Bat-Mite appears in the four-part story "Impossible" in World's Finest #26 through #29, June through September 2024. The story also features Superman, Batman, Robin, Jimmy Olsen and Mr. Mxyzptlk.

==Powers and abilities==
Bat-Mite, as a fifth-dimensional Imp, has nigh-omnipotence, which is shown as near-infinite magical power. Bat-Mite has powers and skills identical to that of Mister Mxyzptlk (but not his weaknesses), such as the ability to manipulate spacetime. He has access to various bat-weapons like his hero, Batman.

==Publications==
===2015 series===
- Bat-Mite (2016-02-17): Includes Bat-Mite #1-6 and a sneak peek story from Convergence: Supergirl: Matrix #2.

==In other media==
===Television===

Bat-Mite (left) as depicted in The New Adventures of Batman.

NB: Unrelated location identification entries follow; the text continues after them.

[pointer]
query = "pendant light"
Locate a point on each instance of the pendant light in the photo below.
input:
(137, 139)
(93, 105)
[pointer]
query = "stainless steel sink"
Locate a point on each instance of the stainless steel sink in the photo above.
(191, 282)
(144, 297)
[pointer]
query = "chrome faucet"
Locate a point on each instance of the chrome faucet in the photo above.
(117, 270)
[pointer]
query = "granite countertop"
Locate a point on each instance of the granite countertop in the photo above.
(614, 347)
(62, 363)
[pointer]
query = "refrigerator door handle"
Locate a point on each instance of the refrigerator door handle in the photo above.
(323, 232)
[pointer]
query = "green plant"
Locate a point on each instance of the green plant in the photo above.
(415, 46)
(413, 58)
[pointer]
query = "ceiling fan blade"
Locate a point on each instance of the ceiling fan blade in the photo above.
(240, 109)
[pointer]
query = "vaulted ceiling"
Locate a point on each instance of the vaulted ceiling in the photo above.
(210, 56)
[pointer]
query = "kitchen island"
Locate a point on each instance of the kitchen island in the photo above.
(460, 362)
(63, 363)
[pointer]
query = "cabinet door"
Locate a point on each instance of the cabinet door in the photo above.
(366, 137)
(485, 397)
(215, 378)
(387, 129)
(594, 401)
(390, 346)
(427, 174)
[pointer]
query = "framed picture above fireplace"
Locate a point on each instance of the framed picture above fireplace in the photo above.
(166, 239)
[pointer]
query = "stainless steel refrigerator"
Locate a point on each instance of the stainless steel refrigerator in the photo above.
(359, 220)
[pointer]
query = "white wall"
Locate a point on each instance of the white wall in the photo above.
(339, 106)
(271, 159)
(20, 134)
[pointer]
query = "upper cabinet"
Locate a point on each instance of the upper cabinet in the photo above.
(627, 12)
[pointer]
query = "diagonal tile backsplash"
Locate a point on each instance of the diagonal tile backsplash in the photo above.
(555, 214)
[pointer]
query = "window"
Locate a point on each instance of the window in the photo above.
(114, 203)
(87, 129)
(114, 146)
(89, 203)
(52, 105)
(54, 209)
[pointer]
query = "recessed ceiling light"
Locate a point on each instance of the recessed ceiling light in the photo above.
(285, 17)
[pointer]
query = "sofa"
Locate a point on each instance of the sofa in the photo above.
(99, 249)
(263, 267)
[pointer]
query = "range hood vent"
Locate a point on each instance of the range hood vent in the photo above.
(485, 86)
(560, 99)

- Bat-Mite appears in The New Adventures of Batman, voiced by Lou Scheimer.
- An animatronic of Bat-Mite appears in the Batman: The Animated Series episode "Deep Freeze", voiced by Pat Fraley.
- Bat-Mite appears in Batman: The Brave and the Bold, voiced by Paul Reubens.
- Bat-Mite appears in Lego DC Comics: Batman Be-Leaguered, voiced again by Paul Reubens.
- A stuffed Bat-Mite toy appears in DC Super Hero Girls.

===Video games===
- Bat-Mite appears as an assist character in the Wii version of Batman: The Brave and the Bold - The Videogame. Additionally, he can be summoned and controlled using a running copy of the game's Nintendo DS counterpart.
- Bat-Mite appears as a character summon in Scribblenauts Unmasked: A DC Comics Adventure.
- Bat-Mite appears as a playable character and game navigator in Lego Batman 3: Beyond Gotham, voiced by Roger Craig Smith.
- Bat-Mite appears in Lego Batman: Legacy of the Dark Knight, voiced by Adam Diggle.

==Reception==
In Handbook of Comics and Graphic Narratives, Matt Yockey writes, "Bat-Mite pointedly represents the intersection of utopia and trauma in the superhero genre and he signals that the mastery over trauma is an essential step toward realizing a utopian ideal. His home in the 'fifth dimension' and his magical powers locate Bat-Mite in the utopian realm, yet he turns to Batman as his ideal, suggesting that contact with trauma is in fact indispensable to the expression of a utopian desire."